# Which brand should I choose?



## digibrush (Jul 4, 2016)

I want to buy GTX 750Ti or 750 Ti OC, and prefer local purchase. 

The available brands are: 
1. GIGABYTE GRAPHICS CARD GTX 750 TI 2GB DDR5 DOUBLE FAN (Gv-N75TOC2-2GI )
2. ASUS GRAPHICS CARD GTX 750 TI 2GB DDR5 OC EDITION(GTX750TI-OC-2GD5)
3. INNO3D GRAPHICS CARD GTX 750 TI 2GB DDR5 ( N75T-1SDV-E5CWX)
4. MSI GRAPHICS CARD GTX 750 TI 2GB DDR5 T OC (N750TI-2GD5T/OC)

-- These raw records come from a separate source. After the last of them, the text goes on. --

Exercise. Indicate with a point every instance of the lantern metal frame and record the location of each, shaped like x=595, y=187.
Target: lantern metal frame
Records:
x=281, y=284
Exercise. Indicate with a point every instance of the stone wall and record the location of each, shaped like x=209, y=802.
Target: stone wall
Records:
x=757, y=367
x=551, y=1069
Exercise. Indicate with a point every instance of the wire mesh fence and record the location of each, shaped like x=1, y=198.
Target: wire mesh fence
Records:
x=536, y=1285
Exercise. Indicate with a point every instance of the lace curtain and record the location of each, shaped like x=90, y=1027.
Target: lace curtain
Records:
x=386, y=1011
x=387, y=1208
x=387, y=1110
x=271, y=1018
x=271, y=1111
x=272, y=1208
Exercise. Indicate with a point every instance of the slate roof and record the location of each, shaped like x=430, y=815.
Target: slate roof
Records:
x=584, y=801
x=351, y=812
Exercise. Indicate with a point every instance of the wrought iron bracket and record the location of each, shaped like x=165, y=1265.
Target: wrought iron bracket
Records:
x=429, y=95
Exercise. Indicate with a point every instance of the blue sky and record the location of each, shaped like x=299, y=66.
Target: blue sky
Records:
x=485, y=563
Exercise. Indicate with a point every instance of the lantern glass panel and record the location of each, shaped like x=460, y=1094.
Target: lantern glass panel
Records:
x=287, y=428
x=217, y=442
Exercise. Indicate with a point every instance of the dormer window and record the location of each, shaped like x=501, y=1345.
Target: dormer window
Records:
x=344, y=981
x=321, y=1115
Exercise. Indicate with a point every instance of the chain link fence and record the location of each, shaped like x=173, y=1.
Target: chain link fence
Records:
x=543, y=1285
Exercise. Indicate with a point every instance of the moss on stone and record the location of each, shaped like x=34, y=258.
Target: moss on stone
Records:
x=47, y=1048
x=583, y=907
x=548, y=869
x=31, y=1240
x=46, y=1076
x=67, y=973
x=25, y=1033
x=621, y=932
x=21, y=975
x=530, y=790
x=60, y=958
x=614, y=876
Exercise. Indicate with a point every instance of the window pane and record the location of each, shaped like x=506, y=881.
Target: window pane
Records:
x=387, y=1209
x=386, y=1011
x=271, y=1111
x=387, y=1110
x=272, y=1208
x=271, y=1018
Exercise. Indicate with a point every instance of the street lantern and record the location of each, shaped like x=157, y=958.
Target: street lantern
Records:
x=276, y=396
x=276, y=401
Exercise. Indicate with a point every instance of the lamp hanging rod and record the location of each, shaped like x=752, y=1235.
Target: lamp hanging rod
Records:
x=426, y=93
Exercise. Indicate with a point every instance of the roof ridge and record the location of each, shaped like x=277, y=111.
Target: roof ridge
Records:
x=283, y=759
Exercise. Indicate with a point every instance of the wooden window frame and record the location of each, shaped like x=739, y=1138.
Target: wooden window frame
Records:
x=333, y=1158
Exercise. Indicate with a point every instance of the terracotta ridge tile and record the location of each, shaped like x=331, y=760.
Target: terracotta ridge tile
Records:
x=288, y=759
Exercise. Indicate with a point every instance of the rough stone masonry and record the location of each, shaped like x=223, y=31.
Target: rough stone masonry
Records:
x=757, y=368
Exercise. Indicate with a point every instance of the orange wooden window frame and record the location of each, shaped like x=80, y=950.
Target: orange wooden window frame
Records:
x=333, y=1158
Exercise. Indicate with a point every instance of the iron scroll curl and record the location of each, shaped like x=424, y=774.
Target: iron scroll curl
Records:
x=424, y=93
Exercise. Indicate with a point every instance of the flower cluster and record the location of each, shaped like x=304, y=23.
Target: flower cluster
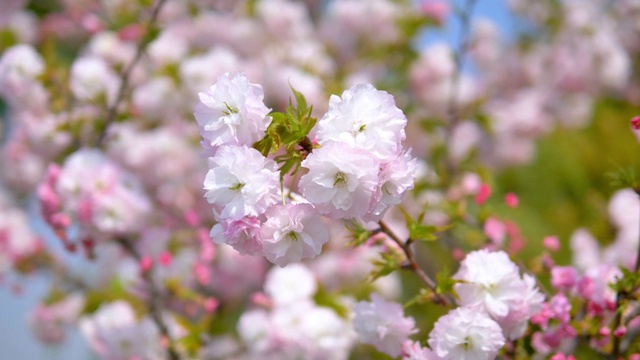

Zotac also available, but avoid it because of mini HDMI.

My PSU is Seasonic 520W.

So, which brand should I choose?


----------



## bssunilreddy (Jul 5, 2016)

digibrush said:


> I want to buy GTX 750Ti or 750 Ti OC, and prefer local purchase.
> 
> The available brands are:
> 1. GIGABYTE GRAPHICS CARD GTX 750 TI 2GB DDR5 DOUBLE FAN (Gv-N75TOC2-2GI )
> ...



Go with ASUS GRAPHICS CARD GTX 750 TI 2GB DDR5 OC EDITION(GTX750TI-OC-2GD5)


----------



## digibrush (Jul 5, 2016)

bssunilreddy said:


> Go with ASUS GRAPHICS CARD GTX 750 TI 2GB DDR5 OC EDITION(GTX750TI-OC-2GD5)


Thanks for your reply.


----------



## supergamer (Jul 9, 2016)

Anything except Asus.


----------



## Nerevarine (Jul 9, 2016)

Why whats wrong with ASUS


----------



## supergamer (Jul 9, 2016)

Nerevarine said:


> Why whats wrong with ASUS



Lately their quality is not quite on par with competitors. Been hearing some problems with their DC2 and strix cards. 
It's not a bad brand by any stretch and if this was about motherboards then there would be no issues... But for now I'd suggest go with Gigabyte or MSI for GPUs.


----------



## rakeshhkuma90 (Jul 12, 2016)

MSI GeForce GTX N750Ti-2GD5/OC
Msi graphics Crads is awesome no freezing and no lag I really like msi products quality is best 100% genuine products I play some games like call of duty. Dead island. Project car. Gta 5


----------



## topgear (Jul 12, 2016)

Hmmm .. Quality wise MSI, Gigabyte, Asus or even Zotac is good. You can't go wrong choosing any of them. Even Inno3d is a reputed name in graphic card business but I don't know too much there's operation in here.


----------



## stellajohn (Sep 7, 2016)

Go with MSI GRAPHICS .


----------



## sampada (Sep 20, 2016)

ZOTAC GeForce GTX 750 Ti 2GB Graphics Card (Black/Orange)
Memory Bus: 128 bit, Core - base clock: 1033 MHz and Core - boost clock: 1111 MHz
GTX 750 Ti series , NVIDIA GeForce and Model: ZT-70601-10M
PCI Express 3.0 x16 (Compatible with 1.1) interface and 2GB memory size, GPU Power Requirements - 60 Watts
DVI, HDMI, display and VGA port


----------